Program Schedule

Active Screening Strategies and Education for Hepatitis C Infected Pregnant Women are Needed to Improve the Identification of Hepatitis C Exposed Newborns

Session: Poster Abstract Session: Pediatric - Viral Studies
Friday, October 10, 2014
Room: The Pennsylvania Convention Center: IDExpo Hall BC
  • Hepatitis C Screening Pregnant Women and Newborns.pdf (48.0 kB)
  • Background: Hepatitis C virus (HCV) infection is a silent disease and major public health concern that affects ~3.2 million, making it the most common chronic blood borne infection in the US.  While most children acquire HCV perinatally, without appropriate maternal screening, <5% of cases are identified.  The American Academy of Pediatrics and Centers for Disease Control and Prevention (CDC) recommend testing of all infants born to mothers with HCV, yet CDC and American College of Obstetrics and Gynecology (ACOG) recommend testing only high risk pregnant women. The objective of this study was to improve identification of HCV exposed newborns.

    Methods: The project was conducted in 2 phases. Intervention 1: An educational handout regarding testing of newborns exposed to HCV was developed and given to HCV positive mothers after delivery along with an appointment for testing the newborn.  HCV testing and newborn follow-up data were analyzed pre-intervention (Jan-Dec 2012) and post-intervention (Jan-Dec 2013).  Intervention 2:  To further improve identification of HCV exposed newborns, collaborative measures between Obstetrics (OB) and Pediatric Infectious Disease programs, were implemented.  A HCV risk screening questionnaire based on ACOG recommendations was administered to all pregnant women attending a university OB clinic. Women identifying risk factors were tested for HCV antibody. Results from pre-intervention (Jan-Mar 2013) and post-intervention (Jan-Mar 2014) periods were compared.

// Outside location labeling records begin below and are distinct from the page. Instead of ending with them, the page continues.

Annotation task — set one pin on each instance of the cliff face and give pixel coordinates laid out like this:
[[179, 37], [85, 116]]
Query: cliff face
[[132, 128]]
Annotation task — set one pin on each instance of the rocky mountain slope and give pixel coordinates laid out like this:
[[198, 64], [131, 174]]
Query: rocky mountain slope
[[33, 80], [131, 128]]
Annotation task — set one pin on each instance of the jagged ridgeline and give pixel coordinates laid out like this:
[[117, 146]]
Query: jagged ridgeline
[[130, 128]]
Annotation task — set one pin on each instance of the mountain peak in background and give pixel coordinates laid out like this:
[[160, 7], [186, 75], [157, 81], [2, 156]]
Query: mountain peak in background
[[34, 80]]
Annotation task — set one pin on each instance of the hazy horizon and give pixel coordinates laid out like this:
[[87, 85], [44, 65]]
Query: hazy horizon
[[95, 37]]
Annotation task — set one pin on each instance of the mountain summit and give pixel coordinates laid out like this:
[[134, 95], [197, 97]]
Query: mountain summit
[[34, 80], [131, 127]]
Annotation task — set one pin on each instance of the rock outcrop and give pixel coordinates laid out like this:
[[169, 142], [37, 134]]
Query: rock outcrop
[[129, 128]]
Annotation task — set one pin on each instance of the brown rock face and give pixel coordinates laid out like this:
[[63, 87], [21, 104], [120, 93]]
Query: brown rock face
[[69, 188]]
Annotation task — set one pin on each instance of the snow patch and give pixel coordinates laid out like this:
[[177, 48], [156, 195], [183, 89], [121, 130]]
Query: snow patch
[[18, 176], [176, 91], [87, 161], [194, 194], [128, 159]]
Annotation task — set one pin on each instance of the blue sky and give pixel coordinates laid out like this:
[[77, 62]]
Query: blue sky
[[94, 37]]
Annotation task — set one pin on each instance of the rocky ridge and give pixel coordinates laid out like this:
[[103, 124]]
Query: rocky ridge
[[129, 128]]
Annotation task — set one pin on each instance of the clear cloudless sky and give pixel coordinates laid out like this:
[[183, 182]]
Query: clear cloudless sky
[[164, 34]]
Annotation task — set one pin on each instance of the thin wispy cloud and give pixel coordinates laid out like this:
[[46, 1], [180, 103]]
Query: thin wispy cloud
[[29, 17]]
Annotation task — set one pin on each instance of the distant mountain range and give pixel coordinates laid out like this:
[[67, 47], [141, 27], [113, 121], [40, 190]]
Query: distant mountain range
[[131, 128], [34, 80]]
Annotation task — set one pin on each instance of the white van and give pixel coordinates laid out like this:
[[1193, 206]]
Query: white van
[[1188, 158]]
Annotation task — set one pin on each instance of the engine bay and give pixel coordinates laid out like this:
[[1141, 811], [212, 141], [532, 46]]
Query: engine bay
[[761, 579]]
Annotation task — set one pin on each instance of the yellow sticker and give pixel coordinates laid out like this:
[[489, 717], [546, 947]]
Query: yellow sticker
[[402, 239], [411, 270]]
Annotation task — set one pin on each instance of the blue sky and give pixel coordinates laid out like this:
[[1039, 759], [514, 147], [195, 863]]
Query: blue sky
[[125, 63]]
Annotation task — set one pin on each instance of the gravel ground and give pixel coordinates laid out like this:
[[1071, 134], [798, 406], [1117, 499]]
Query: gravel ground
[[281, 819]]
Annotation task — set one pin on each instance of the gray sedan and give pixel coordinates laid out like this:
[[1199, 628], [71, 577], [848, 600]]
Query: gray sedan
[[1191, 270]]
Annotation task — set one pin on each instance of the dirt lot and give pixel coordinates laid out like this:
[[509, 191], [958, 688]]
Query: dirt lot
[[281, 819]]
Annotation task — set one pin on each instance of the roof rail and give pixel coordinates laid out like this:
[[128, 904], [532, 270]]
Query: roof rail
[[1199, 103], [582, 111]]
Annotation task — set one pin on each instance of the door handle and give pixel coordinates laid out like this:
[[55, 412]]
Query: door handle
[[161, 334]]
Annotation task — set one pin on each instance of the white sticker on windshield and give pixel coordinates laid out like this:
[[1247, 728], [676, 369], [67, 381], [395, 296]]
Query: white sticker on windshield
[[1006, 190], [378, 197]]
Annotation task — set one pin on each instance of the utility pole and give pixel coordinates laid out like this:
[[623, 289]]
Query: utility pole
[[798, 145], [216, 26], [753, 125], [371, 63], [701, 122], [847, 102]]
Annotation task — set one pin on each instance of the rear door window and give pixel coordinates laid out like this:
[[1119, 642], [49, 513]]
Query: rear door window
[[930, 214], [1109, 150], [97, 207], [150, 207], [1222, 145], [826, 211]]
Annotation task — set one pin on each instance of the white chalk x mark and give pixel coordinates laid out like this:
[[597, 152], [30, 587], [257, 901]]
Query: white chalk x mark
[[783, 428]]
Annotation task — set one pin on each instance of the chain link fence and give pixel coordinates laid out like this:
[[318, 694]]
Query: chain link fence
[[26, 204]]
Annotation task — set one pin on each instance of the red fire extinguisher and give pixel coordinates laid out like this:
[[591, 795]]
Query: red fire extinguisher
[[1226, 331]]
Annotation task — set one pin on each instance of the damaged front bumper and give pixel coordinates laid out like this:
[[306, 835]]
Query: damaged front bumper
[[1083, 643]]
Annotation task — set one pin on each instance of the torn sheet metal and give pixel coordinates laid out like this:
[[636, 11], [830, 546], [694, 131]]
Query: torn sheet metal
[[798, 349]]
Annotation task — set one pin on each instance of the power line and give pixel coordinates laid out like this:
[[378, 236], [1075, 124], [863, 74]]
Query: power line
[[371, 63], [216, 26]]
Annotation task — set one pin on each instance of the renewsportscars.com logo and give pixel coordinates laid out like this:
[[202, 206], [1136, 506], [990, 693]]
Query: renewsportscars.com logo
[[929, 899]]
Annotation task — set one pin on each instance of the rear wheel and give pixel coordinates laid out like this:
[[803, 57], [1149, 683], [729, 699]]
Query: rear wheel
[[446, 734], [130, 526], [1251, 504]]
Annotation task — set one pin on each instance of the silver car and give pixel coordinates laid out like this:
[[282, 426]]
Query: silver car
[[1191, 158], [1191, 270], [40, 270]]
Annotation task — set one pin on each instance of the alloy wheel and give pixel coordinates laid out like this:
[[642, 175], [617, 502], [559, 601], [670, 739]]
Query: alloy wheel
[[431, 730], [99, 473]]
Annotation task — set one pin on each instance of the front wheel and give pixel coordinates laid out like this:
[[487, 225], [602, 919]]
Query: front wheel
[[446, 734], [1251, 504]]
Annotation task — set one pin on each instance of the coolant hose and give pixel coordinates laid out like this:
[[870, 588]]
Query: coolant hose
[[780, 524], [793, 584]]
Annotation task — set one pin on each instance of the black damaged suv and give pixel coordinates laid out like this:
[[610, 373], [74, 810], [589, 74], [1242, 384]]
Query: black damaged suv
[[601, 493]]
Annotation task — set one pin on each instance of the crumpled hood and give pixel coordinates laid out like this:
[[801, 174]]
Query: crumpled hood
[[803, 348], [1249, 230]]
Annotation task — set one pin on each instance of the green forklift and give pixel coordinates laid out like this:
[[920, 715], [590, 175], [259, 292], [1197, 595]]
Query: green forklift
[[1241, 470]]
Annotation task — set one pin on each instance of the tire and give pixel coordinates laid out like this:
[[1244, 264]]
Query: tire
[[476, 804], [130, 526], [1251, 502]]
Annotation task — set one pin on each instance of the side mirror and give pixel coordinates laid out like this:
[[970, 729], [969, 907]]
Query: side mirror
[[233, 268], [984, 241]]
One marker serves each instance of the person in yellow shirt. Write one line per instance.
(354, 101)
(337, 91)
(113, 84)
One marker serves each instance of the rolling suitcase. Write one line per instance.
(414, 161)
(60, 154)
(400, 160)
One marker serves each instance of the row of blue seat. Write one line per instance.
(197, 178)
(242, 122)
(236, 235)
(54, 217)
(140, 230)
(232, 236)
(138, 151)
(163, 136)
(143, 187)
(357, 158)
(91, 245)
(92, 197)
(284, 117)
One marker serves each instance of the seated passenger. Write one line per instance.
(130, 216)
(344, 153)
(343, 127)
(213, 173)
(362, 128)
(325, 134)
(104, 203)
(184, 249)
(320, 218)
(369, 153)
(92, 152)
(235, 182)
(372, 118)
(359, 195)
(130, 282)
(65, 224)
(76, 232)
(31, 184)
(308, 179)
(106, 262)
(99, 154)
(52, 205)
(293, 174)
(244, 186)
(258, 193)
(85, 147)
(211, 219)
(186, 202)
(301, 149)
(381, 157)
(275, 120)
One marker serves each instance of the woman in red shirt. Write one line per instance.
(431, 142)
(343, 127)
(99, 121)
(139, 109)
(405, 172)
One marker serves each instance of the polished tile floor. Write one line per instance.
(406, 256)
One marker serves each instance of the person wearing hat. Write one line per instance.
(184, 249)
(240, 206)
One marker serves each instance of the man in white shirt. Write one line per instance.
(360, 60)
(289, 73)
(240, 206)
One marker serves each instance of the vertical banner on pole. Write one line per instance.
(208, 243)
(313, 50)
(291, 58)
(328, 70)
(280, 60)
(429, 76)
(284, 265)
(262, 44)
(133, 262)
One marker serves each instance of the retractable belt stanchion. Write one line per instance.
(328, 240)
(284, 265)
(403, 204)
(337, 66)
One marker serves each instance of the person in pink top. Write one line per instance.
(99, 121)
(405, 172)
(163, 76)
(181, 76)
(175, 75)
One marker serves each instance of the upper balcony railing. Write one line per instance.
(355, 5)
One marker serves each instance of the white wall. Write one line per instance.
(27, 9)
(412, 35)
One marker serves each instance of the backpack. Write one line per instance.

    Results: Prior to intervention 1, 3 (23%) of 13 newborns were tested and all were negative. After intervention 1, 14 (50%) of 28 newborns were tested, 1 was HCV PCR positive. Prior to intervention 2, only 8 (0.7%) of 1112 pregnant women were tested for HCV and all were negative, compared to 116 (12%) of 977 women after intervention 2 (p<.0001, chi-square test). 7 (6%) were HCV antibody positive. 

    Conclusion: Our data suggest that educational handouts improve HCV testing of exposed newborns. In addition, many HCV infected pregnant women and their exposed newborns would not be identified unless active interventions for screening are in place. Universal testing of pregnant women may be a better strategy to identify HCV exposed newborns.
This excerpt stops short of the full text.